Fiji will see a new leader for the first time in 16 years, but Sitiveni Rabuka is no stranger to power in the country.

Rabuka Promises Change After Winning Close Fiji Election

Fiji’s Sitiveni Rabuka (right) celebrates his People’s Alliance Party’s formation of government.

Credit: Facebook/ Sitiveni Rabuka

Sitiveni Rabuka has won a close election in Fiji and is promising change as the South Pacific nation’s first new leader in 16 years.

His win came after three political parties announced late Tuesday they would form a coalition. That followed days of negotiations after last week’s election.

Rabuka’s victory brings to an end the long reign of Prime Minister Frank Bainimarama, who seized power in a 2006 military coup and later refashioned himself as a democratic leader by introducing a new constitution and winning elections in 2014 and again in 2018.

Rabuka is also a former coup leader. He led Fiji’s first military takeover in 1987 and later served seven years as an elected prime minister in the 1990s.

Bainimarama and Rabuka had been deadlocked at 26 seats apiece after last week’s election. The small Social Democratic Liberal Party (SODELPA) held the remaining three seats and the balance of power, and decided late Tuesday in a close vote of its own to go with Rabuka.

Rabuka’s People’s Alliance Party won 21 seats and the affiliated National Federation Party won five seats, while Bainimarama’s Fiji First party secured 26 seats.

SODELPA had said Indigenous affairs and education were among their top priorities in the negotiations, although they didn’t immediately announce what concessions they’d been able to extract from Rabuka.

Rabuka thanked the Social Democrats for “giving us the honor” of forming the next government of Fiji.

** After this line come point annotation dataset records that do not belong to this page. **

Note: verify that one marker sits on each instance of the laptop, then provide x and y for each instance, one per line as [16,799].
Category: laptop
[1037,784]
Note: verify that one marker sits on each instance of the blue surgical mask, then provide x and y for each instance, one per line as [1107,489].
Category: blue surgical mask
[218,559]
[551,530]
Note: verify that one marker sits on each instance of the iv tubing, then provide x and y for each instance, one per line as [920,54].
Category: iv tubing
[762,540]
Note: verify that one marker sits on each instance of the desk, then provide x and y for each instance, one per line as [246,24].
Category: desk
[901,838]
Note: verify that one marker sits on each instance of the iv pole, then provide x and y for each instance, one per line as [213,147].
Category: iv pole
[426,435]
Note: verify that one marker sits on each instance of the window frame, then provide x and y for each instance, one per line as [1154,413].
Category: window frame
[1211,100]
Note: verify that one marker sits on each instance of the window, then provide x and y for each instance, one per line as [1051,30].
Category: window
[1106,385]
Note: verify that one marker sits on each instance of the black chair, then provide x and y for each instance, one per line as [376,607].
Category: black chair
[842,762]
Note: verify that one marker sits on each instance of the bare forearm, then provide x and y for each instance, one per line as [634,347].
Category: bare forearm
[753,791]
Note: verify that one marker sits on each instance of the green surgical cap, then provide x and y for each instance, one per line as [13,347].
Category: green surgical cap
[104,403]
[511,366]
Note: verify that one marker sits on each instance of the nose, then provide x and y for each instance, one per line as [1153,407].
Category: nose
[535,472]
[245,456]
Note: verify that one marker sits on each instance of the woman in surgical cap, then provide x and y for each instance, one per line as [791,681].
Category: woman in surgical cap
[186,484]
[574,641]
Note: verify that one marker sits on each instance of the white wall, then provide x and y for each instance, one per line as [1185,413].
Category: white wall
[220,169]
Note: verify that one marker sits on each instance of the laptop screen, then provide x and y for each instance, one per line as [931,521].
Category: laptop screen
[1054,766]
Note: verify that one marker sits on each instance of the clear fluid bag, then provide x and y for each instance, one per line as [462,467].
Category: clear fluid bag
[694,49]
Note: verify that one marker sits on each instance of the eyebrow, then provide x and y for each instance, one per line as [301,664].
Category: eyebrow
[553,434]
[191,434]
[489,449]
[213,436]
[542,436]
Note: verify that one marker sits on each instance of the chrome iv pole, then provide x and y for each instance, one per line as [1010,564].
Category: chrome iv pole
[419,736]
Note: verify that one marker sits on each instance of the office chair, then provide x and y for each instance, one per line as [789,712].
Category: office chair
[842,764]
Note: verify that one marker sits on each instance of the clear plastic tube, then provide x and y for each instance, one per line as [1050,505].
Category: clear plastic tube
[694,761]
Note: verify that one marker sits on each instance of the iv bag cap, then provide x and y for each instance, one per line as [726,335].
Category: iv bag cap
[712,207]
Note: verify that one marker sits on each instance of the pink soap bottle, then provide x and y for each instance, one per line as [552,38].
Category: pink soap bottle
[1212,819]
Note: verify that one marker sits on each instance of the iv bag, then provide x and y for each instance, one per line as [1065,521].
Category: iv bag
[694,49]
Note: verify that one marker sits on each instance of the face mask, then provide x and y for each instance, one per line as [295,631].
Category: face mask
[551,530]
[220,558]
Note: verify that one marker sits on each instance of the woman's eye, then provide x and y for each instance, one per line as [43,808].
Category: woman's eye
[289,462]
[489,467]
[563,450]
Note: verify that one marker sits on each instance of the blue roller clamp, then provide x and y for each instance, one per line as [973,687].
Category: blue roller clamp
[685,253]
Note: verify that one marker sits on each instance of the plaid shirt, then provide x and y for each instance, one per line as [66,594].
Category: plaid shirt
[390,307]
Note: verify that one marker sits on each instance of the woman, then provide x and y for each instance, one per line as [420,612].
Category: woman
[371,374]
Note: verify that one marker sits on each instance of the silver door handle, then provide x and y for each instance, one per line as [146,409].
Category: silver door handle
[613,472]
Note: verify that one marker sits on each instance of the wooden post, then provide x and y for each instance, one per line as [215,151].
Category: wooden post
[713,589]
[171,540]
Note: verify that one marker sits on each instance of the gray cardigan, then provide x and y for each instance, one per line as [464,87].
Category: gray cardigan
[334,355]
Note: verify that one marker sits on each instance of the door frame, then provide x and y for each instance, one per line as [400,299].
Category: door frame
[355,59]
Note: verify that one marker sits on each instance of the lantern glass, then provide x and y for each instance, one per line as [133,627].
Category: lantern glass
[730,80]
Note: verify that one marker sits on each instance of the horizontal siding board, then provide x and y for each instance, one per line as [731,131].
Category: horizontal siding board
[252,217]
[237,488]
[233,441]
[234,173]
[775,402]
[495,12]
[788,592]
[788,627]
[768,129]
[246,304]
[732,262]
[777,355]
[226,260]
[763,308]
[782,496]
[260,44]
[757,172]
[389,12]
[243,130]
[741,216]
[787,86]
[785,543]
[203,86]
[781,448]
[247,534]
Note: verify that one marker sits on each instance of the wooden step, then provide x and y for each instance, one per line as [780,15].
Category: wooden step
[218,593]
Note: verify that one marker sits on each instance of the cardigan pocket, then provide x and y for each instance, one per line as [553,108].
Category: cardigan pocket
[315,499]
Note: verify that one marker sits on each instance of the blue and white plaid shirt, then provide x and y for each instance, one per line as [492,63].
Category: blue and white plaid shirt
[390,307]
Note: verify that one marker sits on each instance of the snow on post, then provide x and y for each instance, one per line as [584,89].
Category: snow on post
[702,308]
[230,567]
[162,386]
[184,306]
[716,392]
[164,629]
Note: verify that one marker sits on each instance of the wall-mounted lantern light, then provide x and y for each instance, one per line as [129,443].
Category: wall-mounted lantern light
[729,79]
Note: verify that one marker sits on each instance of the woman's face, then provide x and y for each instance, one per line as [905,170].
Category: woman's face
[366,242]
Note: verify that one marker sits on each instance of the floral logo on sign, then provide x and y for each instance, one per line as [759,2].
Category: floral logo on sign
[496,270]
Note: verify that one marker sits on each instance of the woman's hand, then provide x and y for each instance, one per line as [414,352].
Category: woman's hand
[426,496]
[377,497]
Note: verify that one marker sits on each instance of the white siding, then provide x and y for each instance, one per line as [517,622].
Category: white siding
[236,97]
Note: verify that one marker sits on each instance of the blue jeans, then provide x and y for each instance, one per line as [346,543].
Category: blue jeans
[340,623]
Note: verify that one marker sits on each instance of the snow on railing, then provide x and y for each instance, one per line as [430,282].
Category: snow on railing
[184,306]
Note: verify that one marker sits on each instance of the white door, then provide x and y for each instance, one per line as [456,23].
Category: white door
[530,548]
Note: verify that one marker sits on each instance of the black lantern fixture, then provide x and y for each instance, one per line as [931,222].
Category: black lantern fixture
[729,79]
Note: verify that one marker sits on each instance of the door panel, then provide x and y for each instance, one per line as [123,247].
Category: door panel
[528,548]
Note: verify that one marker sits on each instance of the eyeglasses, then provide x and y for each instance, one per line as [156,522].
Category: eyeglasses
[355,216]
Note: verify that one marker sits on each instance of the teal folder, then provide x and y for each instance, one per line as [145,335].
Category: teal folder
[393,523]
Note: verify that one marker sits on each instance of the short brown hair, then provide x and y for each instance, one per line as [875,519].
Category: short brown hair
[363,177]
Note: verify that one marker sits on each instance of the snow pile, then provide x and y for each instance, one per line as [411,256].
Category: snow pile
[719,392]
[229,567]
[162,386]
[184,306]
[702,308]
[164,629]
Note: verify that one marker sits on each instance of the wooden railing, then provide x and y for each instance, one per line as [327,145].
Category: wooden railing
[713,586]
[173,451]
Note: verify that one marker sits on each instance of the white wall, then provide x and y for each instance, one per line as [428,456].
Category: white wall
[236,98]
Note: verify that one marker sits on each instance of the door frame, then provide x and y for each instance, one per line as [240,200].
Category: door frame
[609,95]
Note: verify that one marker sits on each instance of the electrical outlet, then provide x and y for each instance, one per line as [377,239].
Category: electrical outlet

“A government we hope that will bring the change that people had been calling out for over the last few years,” Rabuka said at a news conference. “It’s going to be an onerous task. It will not be easy, and it was never easy to try and dislodge an incumbent government. We have done that, collectively.”

In the days after the election, when the vote appeared to be going against Rabuka and there had been a glitch in the app that people used to follow the vote count, Rabuka had said he had no faith in the integrity of election officials and called for a nationwide petition.

But on Tuesday night, he said that although his party had experienced some difficulties with elections officials at the beginning, it now wanted to thank them.

“They had expected opposition and complaint from us, and they got it,” Rabuka said. “But now that it’s all over, I’m sure we can all turn our back on that, work together, form a government, and tell the people of Fiji they can have a very merry Christmas.”

Fiji is known abroad as a tourist paradise dotted with pristine beaches and filled with friendly, relaxed people.

However, the past few years have proved tough for many in the nation of just under 1 million, after tourism evaporated when COVID-19 hit and the economy tanked. The World Bank estimates the nation’s poverty rate is about 24 percent.